Subject: Re: panic
To: Frank van der Linden <frank@wins.uva.nl>
From: Bill Sommerfeld <sommerfeld@orchard.arlington.ma.us>
List: tech-kern
Date: 03/25/1999 10:06:45
> I'm not exactly happy with this "fix".. 

I'm not particularly happy with it, either, but having a "crash your
system in one easy unprivileged read() call" isn't exactly pretty.

> it merely masks an error in the kernel and might make an application
> fail in mysterious ways.  I'd really like to see it get fixed for
> real (yes, I know that the vnode locking "protocol" is a horror).

Another approach to fixing this occurred to me:

In vn_read/vn_write, if the vnode being operated on is mmap'ed by
*anyone*, we might have this particular screw case, so
wire the user buffer pages before we lock the vnode (which will have
the side effect of paging them in if not present), and restore the
previous wired state afterwards.  

more concrete proposal:

Define a new function exported by uvm:

       uvm_uio_pageable (struct uio *uio, int pageable);

This calls uvm_map_pageable() for each iov component referenced from
uio .  (the uio contains a pointer to the appropriate user space
process, from which we can find the appropriate map).  This will
increase/decrease the wire count for each page referenced by the uio,
so if the memory is already wired, we won't unwire it.  If this fails,
cause the I/O to fail with EFAULT, since it would have already.

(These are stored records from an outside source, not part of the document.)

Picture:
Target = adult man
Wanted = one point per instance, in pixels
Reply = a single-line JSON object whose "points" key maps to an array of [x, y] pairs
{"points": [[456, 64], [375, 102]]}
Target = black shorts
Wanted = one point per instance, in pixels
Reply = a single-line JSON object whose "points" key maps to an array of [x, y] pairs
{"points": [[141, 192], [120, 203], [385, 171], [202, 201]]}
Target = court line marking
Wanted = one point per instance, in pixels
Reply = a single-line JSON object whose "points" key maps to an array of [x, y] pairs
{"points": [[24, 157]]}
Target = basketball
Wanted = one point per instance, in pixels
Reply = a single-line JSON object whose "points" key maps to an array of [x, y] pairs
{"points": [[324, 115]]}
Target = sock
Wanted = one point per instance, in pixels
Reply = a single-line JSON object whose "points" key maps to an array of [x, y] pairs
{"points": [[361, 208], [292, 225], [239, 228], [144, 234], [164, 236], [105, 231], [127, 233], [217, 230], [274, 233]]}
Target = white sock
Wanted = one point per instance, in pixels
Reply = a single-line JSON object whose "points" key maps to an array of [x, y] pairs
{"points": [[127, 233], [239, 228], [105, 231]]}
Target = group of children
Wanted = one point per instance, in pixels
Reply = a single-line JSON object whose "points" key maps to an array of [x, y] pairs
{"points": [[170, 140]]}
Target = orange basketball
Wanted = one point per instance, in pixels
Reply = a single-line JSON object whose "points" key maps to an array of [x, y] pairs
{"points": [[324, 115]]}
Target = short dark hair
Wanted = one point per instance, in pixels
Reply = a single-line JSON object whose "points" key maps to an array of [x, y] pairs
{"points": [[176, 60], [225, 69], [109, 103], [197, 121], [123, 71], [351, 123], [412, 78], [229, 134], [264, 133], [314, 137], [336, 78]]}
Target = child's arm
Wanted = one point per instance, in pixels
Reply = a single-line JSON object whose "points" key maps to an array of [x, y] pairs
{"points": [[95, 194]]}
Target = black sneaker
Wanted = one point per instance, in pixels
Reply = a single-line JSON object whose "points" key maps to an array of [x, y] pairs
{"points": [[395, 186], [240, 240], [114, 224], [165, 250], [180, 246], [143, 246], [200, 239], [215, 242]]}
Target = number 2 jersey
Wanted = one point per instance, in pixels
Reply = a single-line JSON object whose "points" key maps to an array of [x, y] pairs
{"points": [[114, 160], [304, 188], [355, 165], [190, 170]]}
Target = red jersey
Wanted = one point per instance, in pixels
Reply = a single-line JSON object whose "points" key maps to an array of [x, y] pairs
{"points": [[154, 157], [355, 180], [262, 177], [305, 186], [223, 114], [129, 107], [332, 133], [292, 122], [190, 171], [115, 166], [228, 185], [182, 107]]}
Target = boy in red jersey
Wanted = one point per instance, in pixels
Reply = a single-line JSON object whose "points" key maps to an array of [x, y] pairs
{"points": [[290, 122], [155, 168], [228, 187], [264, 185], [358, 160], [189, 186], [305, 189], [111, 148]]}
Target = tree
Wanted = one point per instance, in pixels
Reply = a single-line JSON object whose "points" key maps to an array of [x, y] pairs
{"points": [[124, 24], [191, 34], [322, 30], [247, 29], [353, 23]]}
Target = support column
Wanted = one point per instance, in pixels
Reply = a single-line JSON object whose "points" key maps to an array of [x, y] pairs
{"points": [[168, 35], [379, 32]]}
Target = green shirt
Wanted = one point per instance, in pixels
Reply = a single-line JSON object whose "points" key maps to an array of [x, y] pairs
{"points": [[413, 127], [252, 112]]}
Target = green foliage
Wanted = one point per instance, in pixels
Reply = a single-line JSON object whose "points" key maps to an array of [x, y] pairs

In vn_read/vn_write, before the vn_lock call, we check if the vnode is
mapped by looking at whether (vn->v_uvm.u_flags & UVM_VNODE_VALID) is
set (is this the right way to do this?)

If set, we set a flag, copy the uio and its iov (since uiomove will
side-effect the pointers in it), and call uvm_uio_pageable(uio,
FALSE).

After the VOP_UNLOCK, if the previously set flag is set, we undo this
with uvm_uio_pageable(uio, TRUE);

One change in application-visible behavior here is that a read() call
done on an mmap'ed file when the application "knows" the file is
shorter than the passed buffer length (and doesn't give it a
full-length buffer) will lose.  Conceivably we could work around this
by making uvm_uio_pageable work a page at a time, stopping (and
truncating its copy of the uio/iov) when it hit a bad page.

Comments?

					- Bill